E sul versante immunologico a che conclusioni siete giunti?
«Il dato più interessante è che, in entrambe le malattie considerate, vi è un aumento di certi tipi di globuli bianchi legati ad una risposta infiammatoria in atto. Anche nel decorso progressivo, dunque, non è presente solo una risposta degenerativa, come ci si aspetterebbe. E questo è più accentuato nella SM che nella SLA. In entrambe le patologie, inoltre, si verifica un aumento di linfociti attivati che producono un fattore potenzialmente protettivo o comunque favorente la riparazione del tessuto nervoso. Potrebbe quindi trattarsi di una risposta dell’organismo al danno. E questa risposta, dato curioso ma da confermare, è più evidente nella SLA che nella SM».
Dove portano questi risultati? Cosa possono cambiare nella ricerca e nella vita delle persone?
«In generale, tutti gli studi di fisiopatologia mirano a identificare quei parametri che possano aiutare a capire meglio qual è la prognosi di un paziente e quali sono le sue chance di rispondere positivamente a interventi di vario tipo, riabilitativi o farmacologici».
E ci si sta riuscendo?
«Oggi sappiamo che quanto più un paziente con SM ha un danno della sostanza grigia tanto peggiore sarà l’evoluzione della sua malattia nel breve o medio periodo, ossia nei futuri 3- 5 anni. Però non sono ancora stati definiti valori “patologici” di questi parametri di risonanza magnetica applicabili al singolo individuo. La via per giungere a un’individualizzazione dei risultati è un lavoro che richiede anni di validazione».
E allora a cosa può servire questo tipo di ricerca oggi?
«La comunità scientifica internazionale e le Associazioni SM, tra cui FISM, stanno concentrando i proprio sforzi per identificare finalmente terapie specifiche per le forme progressive di SM. Penso che si possa dire che l’impatto sull’evoluzione del danno della sostanza grigia sarà uno dei fattori chiave da monitorare per valutare l’efficacia di nuove terapie che siano in grado di intervenire non solo sui sintomi ma sull’evoluzione delle forme progressive di SM».
Nel frattempo, se io ho oggi una forma progressiva giunta a situazioni di disabilità severa, cosa devo aspettarmi dalla ricerca per migliorare la mia condizione?
«Devo aspettarmi sicuramente l’approfondimento di aspetti più concreti legati alla quotidianità.
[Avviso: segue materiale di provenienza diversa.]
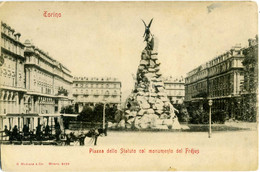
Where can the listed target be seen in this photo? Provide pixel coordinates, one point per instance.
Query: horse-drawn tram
(31, 128)
(41, 129)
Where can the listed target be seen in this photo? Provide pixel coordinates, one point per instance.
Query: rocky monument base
(148, 105)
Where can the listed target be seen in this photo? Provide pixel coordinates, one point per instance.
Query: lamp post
(210, 104)
(104, 115)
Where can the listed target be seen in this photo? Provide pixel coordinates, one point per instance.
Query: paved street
(147, 151)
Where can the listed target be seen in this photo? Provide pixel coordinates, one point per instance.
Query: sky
(96, 39)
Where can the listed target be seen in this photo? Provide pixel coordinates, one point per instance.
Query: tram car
(31, 128)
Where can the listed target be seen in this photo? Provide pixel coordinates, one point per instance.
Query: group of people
(39, 134)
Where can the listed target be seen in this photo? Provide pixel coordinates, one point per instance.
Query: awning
(70, 115)
(22, 115)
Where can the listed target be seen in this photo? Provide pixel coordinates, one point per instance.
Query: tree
(86, 114)
(68, 109)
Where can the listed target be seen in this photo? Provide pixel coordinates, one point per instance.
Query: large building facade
(249, 97)
(12, 76)
(31, 81)
(220, 79)
(92, 90)
(174, 88)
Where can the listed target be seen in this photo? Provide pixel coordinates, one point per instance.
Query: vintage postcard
(129, 86)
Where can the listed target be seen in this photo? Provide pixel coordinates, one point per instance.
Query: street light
(210, 104)
(104, 115)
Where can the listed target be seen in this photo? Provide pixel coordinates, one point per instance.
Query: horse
(80, 137)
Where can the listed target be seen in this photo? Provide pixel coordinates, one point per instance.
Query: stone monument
(148, 105)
Per esempio al don Gnocchi stiamo effettuando ricerche per raffinare l’approccio riabilitativo. Molti ricercatori sono impegnati nel verificare se esistono elementi che consentono di predire la durata dei benefici che un intervento riabilitativo dà al paziente. In particolare nel nostro Centro si sta valutando se i protocolli riabilitativi di tipo motorio possano avere un’efficacia maggiore e più duratura se vengono arricchiti da stimoli di tipo cognitivo che impegnano l’attenzione e la memoria».